We had pipi and paua - the latter as tender as good rump steak - for nibbles; chicken and vegetables richly roasted in the coal range for dinner; seafood chowder, pumpkin salad, bacon-and-egg pie and about a dozen other things for lunch the next day. As we ate, Lindsay made sure everybody was happy before he served himself.
It certainly whetted my appetite for eating the next night at Hippopotamus. But given the choice now, I would take Lindsay's cooking every time.
Hippopotamus is superbly located on the third floor of the Museum Hotel (the one that was wheeled across the road to make room for Te Papa), which is now called the Museum Art Hotel, with good reason: the lobby and public spaces constitute a free art gallery, whose treasures include several high-spec Italian motorcycles but are mainly devoted to some striking New Zealand art (Brent Wong, Nigel Brown, John Pule).
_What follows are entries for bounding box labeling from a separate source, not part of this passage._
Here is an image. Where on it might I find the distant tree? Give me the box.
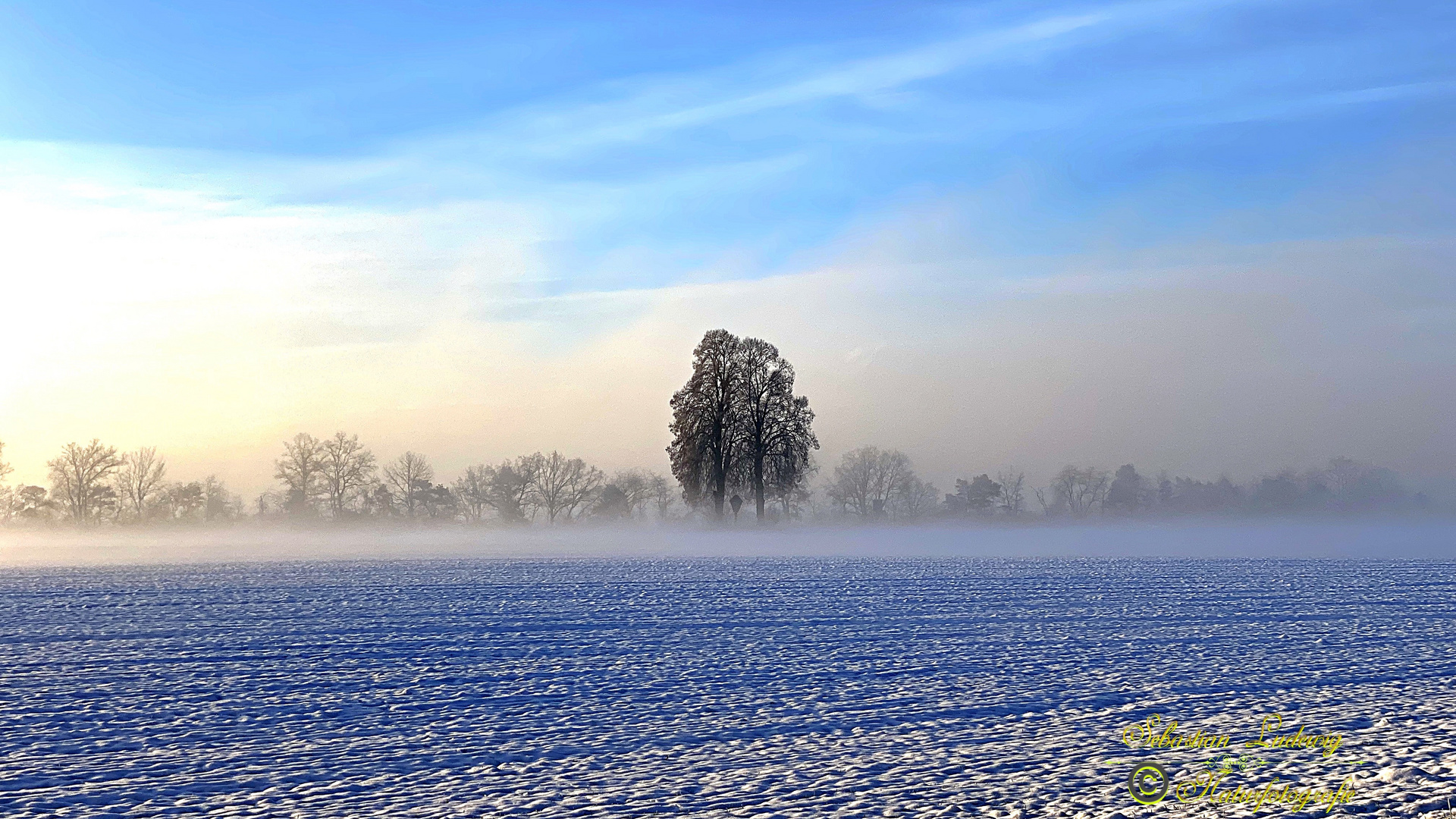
[945,472,1002,516]
[603,469,660,517]
[366,482,399,517]
[384,452,435,519]
[890,472,937,520]
[734,338,818,520]
[667,329,744,520]
[1102,463,1147,514]
[274,433,325,514]
[827,446,915,517]
[46,438,121,523]
[592,482,632,517]
[318,431,374,517]
[454,463,494,523]
[421,482,460,520]
[202,475,243,523]
[769,455,818,520]
[532,450,604,523]
[486,453,543,523]
[115,446,168,520]
[994,469,1027,516]
[160,481,207,522]
[6,484,55,520]
[651,474,674,520]
[1051,466,1109,517]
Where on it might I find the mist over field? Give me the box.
[0,0,1456,819]
[0,519,1456,567]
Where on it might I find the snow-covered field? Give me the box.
[0,557,1456,817]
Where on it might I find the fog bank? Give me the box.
[0,519,1456,567]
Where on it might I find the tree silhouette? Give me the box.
[667,329,744,520]
[274,433,323,514]
[734,338,818,520]
[318,431,374,517]
[46,438,121,523]
[384,452,435,517]
[117,446,168,520]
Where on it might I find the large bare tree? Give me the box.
[736,338,818,520]
[384,452,435,517]
[828,446,915,517]
[318,431,374,517]
[46,438,121,523]
[529,450,604,523]
[274,433,323,514]
[453,463,495,523]
[1043,465,1109,517]
[667,329,744,520]
[117,446,168,520]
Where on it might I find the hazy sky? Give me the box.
[0,0,1456,493]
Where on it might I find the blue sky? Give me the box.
[0,0,1456,287]
[0,0,1456,481]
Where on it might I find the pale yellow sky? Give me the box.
[0,145,1453,495]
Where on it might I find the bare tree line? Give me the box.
[0,329,1429,525]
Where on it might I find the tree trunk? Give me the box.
[753,446,763,523]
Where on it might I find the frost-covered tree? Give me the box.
[384,452,435,517]
[46,438,121,523]
[736,338,818,520]
[274,433,323,514]
[827,446,915,517]
[529,450,606,523]
[318,431,374,517]
[667,329,744,520]
[115,446,168,520]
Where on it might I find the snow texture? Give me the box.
[0,558,1456,819]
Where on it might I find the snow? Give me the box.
[0,557,1456,817]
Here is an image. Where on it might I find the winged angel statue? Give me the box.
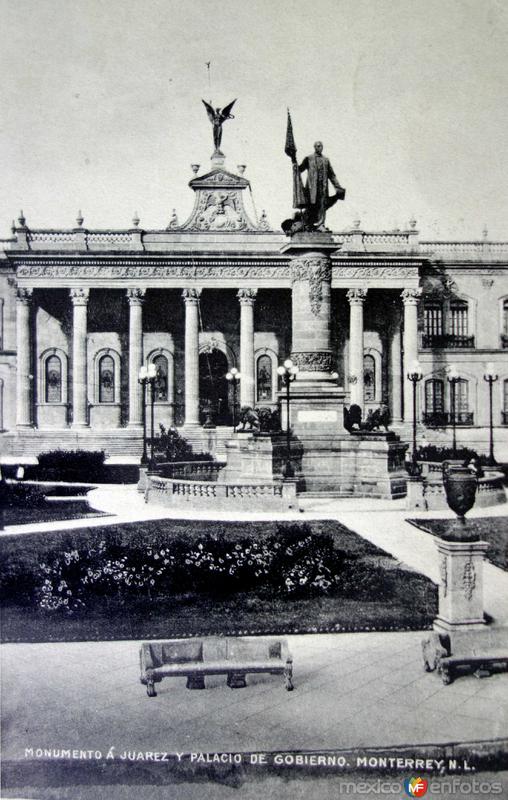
[202,98,236,156]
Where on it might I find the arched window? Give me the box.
[99,355,115,403]
[425,379,444,414]
[423,303,443,338]
[450,300,468,339]
[44,355,62,403]
[363,355,376,403]
[424,378,446,425]
[152,355,168,403]
[256,355,272,403]
[455,378,469,415]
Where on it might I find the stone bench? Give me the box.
[140,637,293,697]
[438,650,508,685]
[422,628,508,685]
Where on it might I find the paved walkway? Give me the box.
[2,486,508,772]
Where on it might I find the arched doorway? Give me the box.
[199,350,231,425]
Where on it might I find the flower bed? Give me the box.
[0,520,436,641]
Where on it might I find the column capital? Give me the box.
[16,286,33,305]
[236,289,258,306]
[127,286,146,306]
[346,289,367,306]
[70,287,90,306]
[290,253,332,283]
[182,289,201,305]
[400,288,422,306]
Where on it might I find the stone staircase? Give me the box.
[0,426,233,461]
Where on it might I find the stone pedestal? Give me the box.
[434,539,488,632]
[280,233,345,438]
[218,433,286,484]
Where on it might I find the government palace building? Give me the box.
[0,140,508,460]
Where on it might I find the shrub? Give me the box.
[1,481,46,508]
[31,526,356,614]
[36,450,106,482]
[154,425,213,461]
[417,444,487,464]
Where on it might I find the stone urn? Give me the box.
[442,461,479,542]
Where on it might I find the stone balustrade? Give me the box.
[145,474,298,511]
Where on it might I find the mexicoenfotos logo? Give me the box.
[404,778,429,797]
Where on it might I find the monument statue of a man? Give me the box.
[202,99,236,155]
[298,142,346,231]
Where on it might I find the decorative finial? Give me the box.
[168,209,179,228]
[259,209,270,231]
[203,100,236,156]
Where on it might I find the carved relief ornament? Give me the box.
[462,558,476,600]
[127,286,146,306]
[17,263,291,280]
[182,289,201,304]
[291,351,332,372]
[400,288,422,306]
[291,256,332,317]
[346,289,367,306]
[236,289,258,306]
[69,286,90,306]
[16,286,33,305]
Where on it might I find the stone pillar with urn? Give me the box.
[237,289,257,408]
[127,287,145,429]
[182,289,201,425]
[401,288,422,422]
[389,310,402,422]
[70,288,89,428]
[16,287,33,428]
[347,289,367,412]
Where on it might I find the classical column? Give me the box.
[127,288,145,428]
[390,312,402,422]
[16,288,32,428]
[347,289,367,409]
[70,289,89,428]
[182,289,201,425]
[291,252,332,379]
[401,288,422,422]
[237,289,257,408]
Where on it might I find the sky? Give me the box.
[0,0,508,241]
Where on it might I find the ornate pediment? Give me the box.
[180,168,265,232]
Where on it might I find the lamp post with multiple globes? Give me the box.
[277,358,299,478]
[447,364,460,458]
[138,364,157,469]
[407,361,423,478]
[483,361,499,467]
[226,367,242,433]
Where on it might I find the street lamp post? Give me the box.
[226,367,242,433]
[147,364,157,470]
[448,364,460,458]
[483,361,499,467]
[138,367,148,467]
[407,361,423,478]
[277,358,298,478]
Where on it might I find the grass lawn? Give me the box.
[407,517,508,570]
[4,500,110,525]
[0,519,437,642]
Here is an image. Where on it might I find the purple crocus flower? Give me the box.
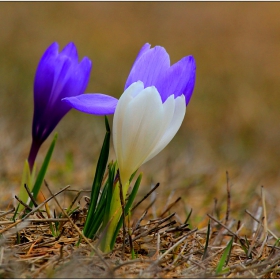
[28,42,91,170]
[63,43,196,115]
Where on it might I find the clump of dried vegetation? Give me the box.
[0,174,280,278]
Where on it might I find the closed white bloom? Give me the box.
[113,81,186,184]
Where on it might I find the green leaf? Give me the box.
[29,133,57,207]
[110,173,142,250]
[202,220,210,260]
[84,116,110,237]
[86,164,116,238]
[14,160,31,214]
[216,237,233,275]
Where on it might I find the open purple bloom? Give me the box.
[28,42,91,170]
[63,43,196,115]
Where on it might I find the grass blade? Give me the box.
[202,220,211,260]
[216,237,233,275]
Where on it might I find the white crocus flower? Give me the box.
[113,81,186,184]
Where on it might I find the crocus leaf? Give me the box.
[84,116,110,237]
[29,133,58,207]
[110,173,142,250]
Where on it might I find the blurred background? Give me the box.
[0,2,280,225]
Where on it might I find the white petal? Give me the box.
[143,94,186,163]
[120,87,164,177]
[113,81,144,164]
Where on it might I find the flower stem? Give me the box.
[100,180,129,253]
[28,139,42,173]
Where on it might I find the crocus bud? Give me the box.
[113,81,186,184]
[28,42,91,170]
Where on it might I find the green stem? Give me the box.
[100,180,129,253]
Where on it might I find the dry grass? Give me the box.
[0,174,280,278]
[0,2,280,278]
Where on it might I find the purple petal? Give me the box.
[156,56,196,105]
[62,93,118,115]
[60,42,78,63]
[125,45,170,89]
[132,43,151,70]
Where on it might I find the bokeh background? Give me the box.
[0,2,280,225]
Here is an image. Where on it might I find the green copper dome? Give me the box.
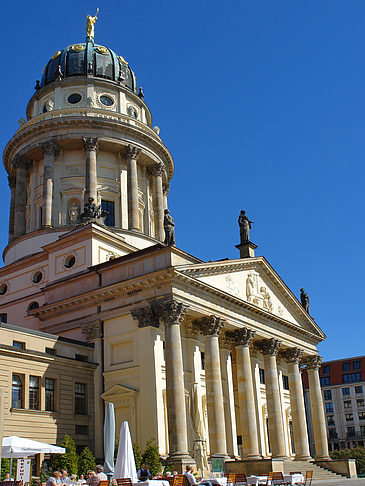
[41,40,137,93]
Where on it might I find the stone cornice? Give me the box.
[174,268,324,343]
[3,115,174,180]
[176,257,326,340]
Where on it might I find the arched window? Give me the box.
[27,302,39,310]
[11,375,23,408]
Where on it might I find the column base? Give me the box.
[166,454,195,474]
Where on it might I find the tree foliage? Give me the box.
[78,447,96,475]
[52,434,78,475]
[330,447,365,475]
[142,439,162,476]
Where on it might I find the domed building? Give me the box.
[0,17,346,478]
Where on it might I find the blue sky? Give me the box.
[0,0,365,359]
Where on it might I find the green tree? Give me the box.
[142,439,162,476]
[330,447,365,476]
[78,447,96,476]
[52,434,78,475]
[132,442,142,471]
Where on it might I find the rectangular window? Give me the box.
[259,368,265,385]
[75,425,89,435]
[45,378,55,412]
[200,351,205,370]
[75,383,86,415]
[29,376,39,410]
[325,402,333,413]
[101,199,115,226]
[13,341,25,349]
[323,390,332,400]
[342,373,361,383]
[322,365,330,375]
[283,375,289,390]
[11,374,23,408]
[327,415,335,425]
[320,376,331,386]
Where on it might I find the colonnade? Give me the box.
[8,137,168,242]
[132,298,328,466]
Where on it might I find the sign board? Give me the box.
[212,457,224,473]
[16,459,31,484]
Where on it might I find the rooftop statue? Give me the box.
[86,8,99,40]
[300,289,309,314]
[238,210,253,245]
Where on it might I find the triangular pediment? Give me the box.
[175,257,325,338]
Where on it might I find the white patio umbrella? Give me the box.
[1,435,66,471]
[190,383,208,476]
[113,421,138,483]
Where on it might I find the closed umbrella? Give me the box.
[190,383,208,476]
[113,421,138,483]
[104,403,115,476]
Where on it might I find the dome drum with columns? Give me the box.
[0,16,344,474]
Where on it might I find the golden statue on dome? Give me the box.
[86,8,99,40]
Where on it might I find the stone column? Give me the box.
[127,145,141,231]
[234,328,261,459]
[82,137,99,204]
[149,163,165,241]
[306,355,329,460]
[8,176,16,243]
[82,320,104,458]
[162,182,170,209]
[285,348,310,461]
[13,155,31,238]
[260,338,286,458]
[39,140,60,228]
[193,316,227,457]
[152,298,191,464]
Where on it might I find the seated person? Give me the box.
[185,466,212,486]
[137,464,152,481]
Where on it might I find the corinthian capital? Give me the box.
[304,354,323,370]
[152,298,188,325]
[38,140,60,156]
[256,338,281,356]
[226,327,256,346]
[283,348,303,363]
[126,144,141,159]
[81,321,103,342]
[148,162,165,177]
[132,306,160,327]
[82,137,99,152]
[193,316,225,336]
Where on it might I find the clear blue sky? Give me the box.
[0,0,365,359]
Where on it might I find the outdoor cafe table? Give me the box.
[247,474,304,486]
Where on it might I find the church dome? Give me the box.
[41,40,137,93]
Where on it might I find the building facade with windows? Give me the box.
[0,20,328,470]
[303,356,365,450]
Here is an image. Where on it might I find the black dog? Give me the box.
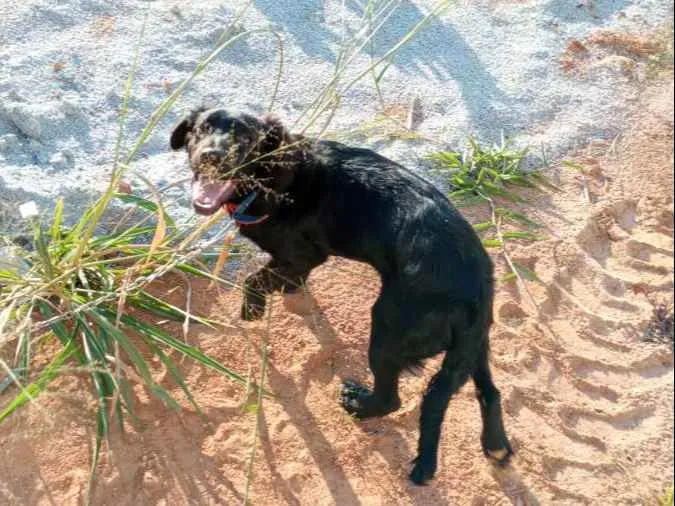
[171,109,512,484]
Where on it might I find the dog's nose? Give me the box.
[199,149,225,165]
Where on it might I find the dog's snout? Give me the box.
[199,149,225,165]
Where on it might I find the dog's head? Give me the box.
[171,109,292,215]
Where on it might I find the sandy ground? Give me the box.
[0,0,673,506]
[0,0,673,231]
[0,71,673,506]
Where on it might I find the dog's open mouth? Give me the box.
[192,174,236,215]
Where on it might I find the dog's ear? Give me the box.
[260,113,291,152]
[170,107,206,150]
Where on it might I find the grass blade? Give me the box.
[0,340,75,422]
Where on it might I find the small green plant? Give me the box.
[427,139,553,288]
[659,487,674,506]
[0,190,251,494]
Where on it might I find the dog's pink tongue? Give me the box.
[192,175,234,214]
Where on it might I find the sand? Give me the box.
[0,0,674,506]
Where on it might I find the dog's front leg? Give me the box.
[241,260,310,321]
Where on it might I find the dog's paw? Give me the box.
[340,380,401,418]
[409,457,436,485]
[241,302,265,322]
[481,435,513,466]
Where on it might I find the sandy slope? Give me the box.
[0,72,673,506]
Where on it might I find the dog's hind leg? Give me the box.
[410,352,472,485]
[473,339,513,463]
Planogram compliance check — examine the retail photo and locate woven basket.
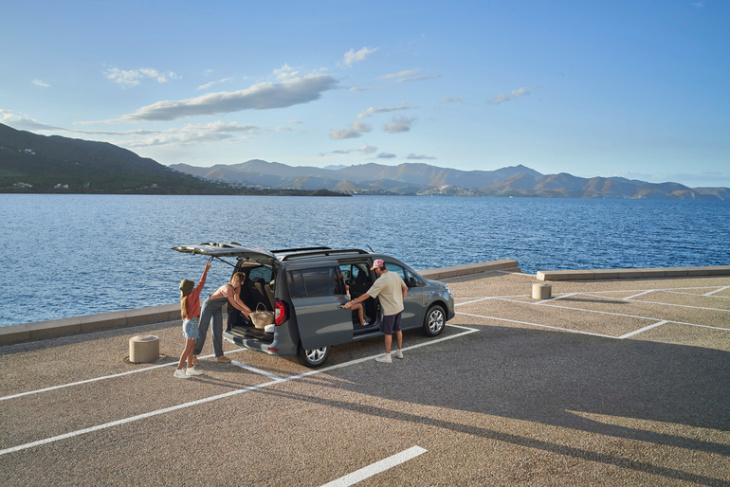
[251,303,274,330]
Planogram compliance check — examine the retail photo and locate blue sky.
[0,0,730,187]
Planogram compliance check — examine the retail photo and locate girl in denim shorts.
[175,262,210,379]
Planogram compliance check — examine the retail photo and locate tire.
[297,345,330,368]
[423,304,446,337]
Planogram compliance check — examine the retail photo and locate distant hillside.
[0,124,339,196]
[170,159,730,200]
[0,124,730,200]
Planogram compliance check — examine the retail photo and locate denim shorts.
[183,318,200,338]
[380,311,403,335]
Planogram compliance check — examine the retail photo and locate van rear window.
[289,267,345,298]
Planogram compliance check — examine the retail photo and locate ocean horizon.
[0,194,730,326]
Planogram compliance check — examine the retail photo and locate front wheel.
[297,345,330,368]
[423,305,446,337]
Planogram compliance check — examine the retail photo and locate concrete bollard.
[532,283,552,299]
[129,335,160,364]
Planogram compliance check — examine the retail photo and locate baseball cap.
[370,259,385,271]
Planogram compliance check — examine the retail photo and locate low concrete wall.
[0,260,519,346]
[537,265,730,281]
[419,259,520,279]
[0,303,180,346]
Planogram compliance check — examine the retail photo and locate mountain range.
[170,159,730,200]
[0,124,730,200]
[0,124,347,196]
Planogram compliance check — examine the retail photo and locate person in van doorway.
[193,272,251,365]
[345,284,370,328]
[175,262,210,379]
[343,259,408,364]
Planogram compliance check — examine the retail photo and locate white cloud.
[198,78,233,90]
[274,64,299,80]
[121,74,337,122]
[104,68,180,88]
[330,122,372,140]
[380,69,421,79]
[125,122,259,147]
[487,88,530,105]
[357,103,418,120]
[398,74,441,83]
[330,129,360,140]
[343,47,378,67]
[385,117,415,134]
[332,145,378,155]
[347,86,375,93]
[350,122,372,132]
[379,69,441,83]
[406,154,436,161]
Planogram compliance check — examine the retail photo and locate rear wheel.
[423,305,446,337]
[297,345,330,368]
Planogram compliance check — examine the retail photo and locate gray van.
[173,242,454,367]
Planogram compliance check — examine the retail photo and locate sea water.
[0,194,730,326]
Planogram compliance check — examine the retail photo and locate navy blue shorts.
[380,311,403,335]
[183,318,200,338]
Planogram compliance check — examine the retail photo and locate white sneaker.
[185,367,203,375]
[375,353,393,364]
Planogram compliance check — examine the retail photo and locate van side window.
[289,267,345,298]
[385,262,424,287]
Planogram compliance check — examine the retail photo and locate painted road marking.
[619,321,669,340]
[0,348,248,401]
[231,360,283,380]
[457,308,618,340]
[0,324,479,456]
[322,446,428,487]
[703,286,730,297]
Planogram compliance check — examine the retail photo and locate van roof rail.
[269,247,332,254]
[274,248,370,261]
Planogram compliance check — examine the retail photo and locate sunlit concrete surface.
[0,270,730,486]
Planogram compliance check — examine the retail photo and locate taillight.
[274,301,289,326]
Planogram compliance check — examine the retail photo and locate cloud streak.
[125,122,259,147]
[342,47,378,68]
[357,103,418,120]
[120,74,337,122]
[385,117,415,134]
[487,88,530,105]
[104,68,180,88]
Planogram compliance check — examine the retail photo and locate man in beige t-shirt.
[343,259,408,364]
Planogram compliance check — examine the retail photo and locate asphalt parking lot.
[0,272,730,486]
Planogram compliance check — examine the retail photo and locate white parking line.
[456,308,617,340]
[231,360,283,380]
[0,348,248,401]
[619,320,669,340]
[0,325,479,456]
[703,286,730,296]
[322,446,428,487]
[624,289,655,301]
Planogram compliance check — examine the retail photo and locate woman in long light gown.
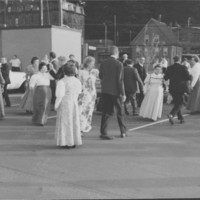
[29,62,52,126]
[187,56,200,114]
[55,62,82,149]
[79,56,98,133]
[20,57,40,114]
[139,65,163,121]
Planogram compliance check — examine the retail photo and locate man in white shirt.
[9,55,21,72]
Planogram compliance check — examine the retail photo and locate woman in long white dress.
[79,56,98,133]
[187,56,200,114]
[139,65,163,121]
[55,62,82,149]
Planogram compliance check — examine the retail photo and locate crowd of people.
[0,46,200,149]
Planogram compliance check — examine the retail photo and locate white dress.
[139,73,163,121]
[55,76,82,146]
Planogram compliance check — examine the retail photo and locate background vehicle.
[7,71,26,92]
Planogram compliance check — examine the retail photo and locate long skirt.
[32,86,51,125]
[20,86,34,112]
[55,95,82,146]
[187,77,200,112]
[139,85,163,121]
[0,86,5,119]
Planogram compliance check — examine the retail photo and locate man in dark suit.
[134,57,147,107]
[124,59,143,116]
[49,51,59,105]
[1,57,11,107]
[99,46,126,140]
[164,56,191,125]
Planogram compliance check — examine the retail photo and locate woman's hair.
[38,62,47,71]
[83,56,95,69]
[192,55,200,62]
[63,62,76,76]
[153,64,162,69]
[31,57,39,64]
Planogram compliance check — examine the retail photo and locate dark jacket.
[124,66,143,93]
[1,63,10,84]
[164,63,191,93]
[99,57,125,96]
[134,63,147,83]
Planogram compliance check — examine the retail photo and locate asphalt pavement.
[0,94,200,200]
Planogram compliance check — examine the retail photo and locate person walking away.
[30,62,52,126]
[0,71,5,120]
[187,56,200,114]
[49,51,59,105]
[1,57,11,107]
[134,57,147,107]
[9,55,21,72]
[20,57,40,114]
[164,56,191,125]
[124,59,143,116]
[79,56,97,134]
[139,65,163,121]
[55,63,82,149]
[99,46,126,140]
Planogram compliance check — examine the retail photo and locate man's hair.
[49,51,56,59]
[109,46,119,55]
[125,59,133,65]
[173,56,181,62]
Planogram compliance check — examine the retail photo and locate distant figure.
[99,46,126,140]
[30,62,51,126]
[187,56,200,114]
[0,69,5,120]
[49,51,59,105]
[9,55,21,72]
[182,58,191,70]
[134,57,147,107]
[140,65,163,121]
[79,56,98,133]
[1,57,11,107]
[164,56,191,125]
[49,56,67,80]
[160,57,168,74]
[55,63,82,149]
[124,59,143,116]
[20,57,40,114]
[122,53,128,66]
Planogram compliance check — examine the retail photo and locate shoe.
[99,135,114,140]
[167,114,174,125]
[121,133,127,138]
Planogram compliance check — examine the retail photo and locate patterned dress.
[55,76,82,146]
[79,69,98,132]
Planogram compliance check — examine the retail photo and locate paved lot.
[0,94,200,200]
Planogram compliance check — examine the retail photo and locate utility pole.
[40,0,44,26]
[114,15,117,45]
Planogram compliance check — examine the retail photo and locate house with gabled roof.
[130,18,182,71]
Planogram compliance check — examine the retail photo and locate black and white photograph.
[0,0,200,200]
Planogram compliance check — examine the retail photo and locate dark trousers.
[124,91,137,114]
[50,80,56,105]
[100,94,126,135]
[136,92,144,107]
[3,83,11,106]
[170,92,183,120]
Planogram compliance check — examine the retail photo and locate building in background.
[0,0,85,69]
[131,19,182,71]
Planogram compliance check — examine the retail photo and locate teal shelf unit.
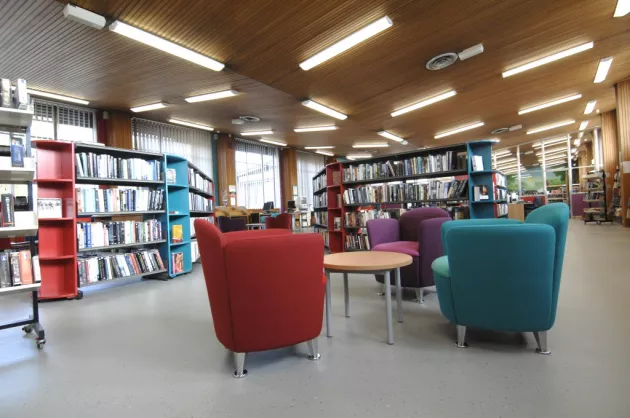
[466,139,506,219]
[159,154,192,278]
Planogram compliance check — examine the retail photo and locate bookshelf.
[159,154,192,278]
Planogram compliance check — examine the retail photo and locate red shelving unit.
[33,141,78,299]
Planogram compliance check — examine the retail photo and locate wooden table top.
[324,251,413,271]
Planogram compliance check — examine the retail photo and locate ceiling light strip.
[109,20,225,71]
[300,16,393,71]
[503,42,594,78]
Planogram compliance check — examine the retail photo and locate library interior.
[0,0,630,418]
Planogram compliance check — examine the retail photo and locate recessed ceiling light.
[302,100,348,120]
[527,119,575,135]
[109,20,225,71]
[315,150,335,157]
[300,16,392,71]
[584,100,597,115]
[129,102,168,113]
[377,131,405,142]
[352,143,389,148]
[392,90,457,118]
[294,125,339,132]
[613,0,630,17]
[503,42,593,78]
[434,122,483,139]
[168,119,214,131]
[26,89,90,105]
[241,129,273,136]
[593,57,613,83]
[184,90,239,103]
[259,139,287,147]
[518,94,582,115]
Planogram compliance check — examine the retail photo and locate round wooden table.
[324,251,413,344]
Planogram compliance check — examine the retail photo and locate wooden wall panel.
[615,79,630,228]
[214,134,236,206]
[601,110,619,207]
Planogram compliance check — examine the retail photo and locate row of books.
[313,173,327,192]
[343,180,468,205]
[77,219,164,248]
[188,168,214,194]
[77,249,165,285]
[313,193,328,208]
[74,152,163,181]
[76,187,164,212]
[188,193,214,212]
[343,151,468,183]
[345,234,370,251]
[0,250,42,288]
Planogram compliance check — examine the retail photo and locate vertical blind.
[131,118,212,177]
[236,139,280,209]
[296,151,326,206]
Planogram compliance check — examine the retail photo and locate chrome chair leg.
[306,337,322,360]
[534,331,551,355]
[455,325,468,348]
[233,353,247,379]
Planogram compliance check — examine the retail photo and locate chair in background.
[367,208,451,303]
[195,219,325,377]
[433,203,569,354]
[217,216,247,233]
[265,213,293,231]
It's a great introduction to the evening and the entry into the dining room is similarly dramatic. But most of what followed on the night we visited was ordinary or worse - astonishingly poor considering this was a Cuisine magazine restaurant of the year finalist last year.
Hippopotamus is perhaps an unfortunate name for a French restaurant, since it is the brand of a 150-strong chain of fast-food-style steakhouses in France that are more McDonald's than Cobb & Co. The Wellington place by contrast styles (and prices) itself as top-end fine dining.
There's nothing wrong with the room, which has a sparkling harbour view and a decor of old-world grandeur flecked with whimsical touches: a stuffed pheasant on an ornate sideboard; chandeliers and Chinese-lantern lampshades.
But the food, which started with cold bread rolls and a very ordinary amuse bouche of smoked eel pate, rarely impressed and often depressed.
The Professor chose a "signature dish" entree of Kikorangi tortellini (as designed, it included prosciutto, but was labelled vegetarian), and the inadvisability of using such a strong cheese was compounded when the pasta envelopes disintegrated at a touch and turned the whole thing into an ugly cheesy broth. The accompanying walnuts were well past fresh and all I can say of the microgreens is that they did not come from a potager.
My entree of braised pork cheeks was an odd concoction, dominated as it was by large cubes of apple jelly. The pork, compressed into small roulades, was tasty enough, but the plating, which scattered the meat, including tiny pieces of sweetbread, across a white expanse of porcelain, was irritatingly self-conscious and stopped the dish cohering into an intelligible whole.
Our mains, of lamb rump and beef rib were both expertly cooked but let down by details: the smear of sauce - sorry "absinthe jus" - was quite insufficient for the amount of lamb, the chips with the beef were pallid and the broccoli, hopelessly undercooked, sat in a pool of buttery water that looked like it came from a dishwasher. Of the desserts, the chocolate mousse pleased the Professor because it was so tasteless she couldn't bring herself to eat it and thus was spared an attack of post-chocolate remorse.
In short it was a meal quite devoid of what a Frenchman would call je ne sais quoi. Lindsay could teach them a thing or two, I tell you.
Need to know
Value: $$$
$ = $20-$40; $$ = 40-60; $$$ = $60+.
(Price guide reflects three courses for one person without drinks)
Also try
Ambeli in Majoribanks St and Matterhorn in Cuba St are reliable Wellington options.